Magnetic Inclination Evolution of Accreting Neutron Stars in Intermediate/Low-Mass X-ray Binaries

TL;DR

This study models the long-term evolution of magnetic inclination angles in accreting neutron stars within binary systems, revealing dependencies on initial conditions and mass transfer history, with implications for various observed X-ray sources.

Contribution

It introduces a comprehensive simulation of magnetic inclination evolution in accreting neutron stars, considering binary evolution and mass transfer effects, which was not systematically studied before.

Findings

Magnetic inclination angle evolution depends on initial binary parameters.

Mass transfer history influences the magnetic inclination evolution.

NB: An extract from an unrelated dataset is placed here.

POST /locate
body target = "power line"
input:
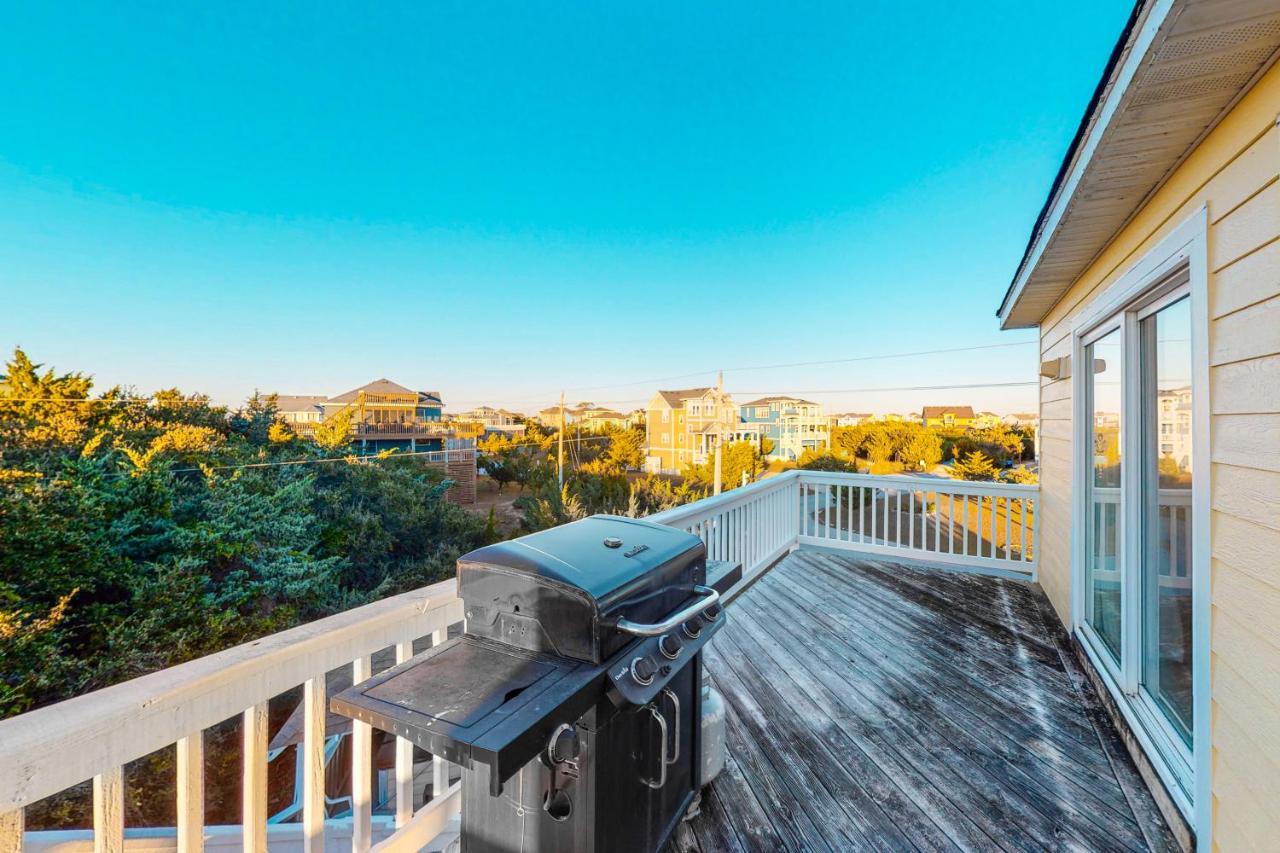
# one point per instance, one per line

Distribution of inclination angles varies among different X-ray binary types.

Abstract

The magnetic inclination angle $\chi$, namely the angle between the spin and magnetic axes of a neutron star (NS), plays a vital role in its observational characteristics. However, there are few systematic investigations on its long-term evolution, especially for accreting NSs in binary systems. Applying the model of \citet{2021MNRAS.505.1775B} and the binary evolution code \mesa{}, we simultaneously simulate the evolution of the accretion rate, spin period, magnetic field, and magnetic inclination angle of accreting NSs in intermediate/low X-ray binaries (I/LMXBs). We show that the evolution of $\chi$ depends not only on the initial parameters of the binary systems, but also on the mass transfer history and the efficiency of pulsar loss. Based on the calculated results we present the characteristic distribution of $\chi$ for various types of systems including ultracompact X-ray binaries, binary millisecond pulsars, and ultraluminous X-ray sources, and discuss their possible observational implications.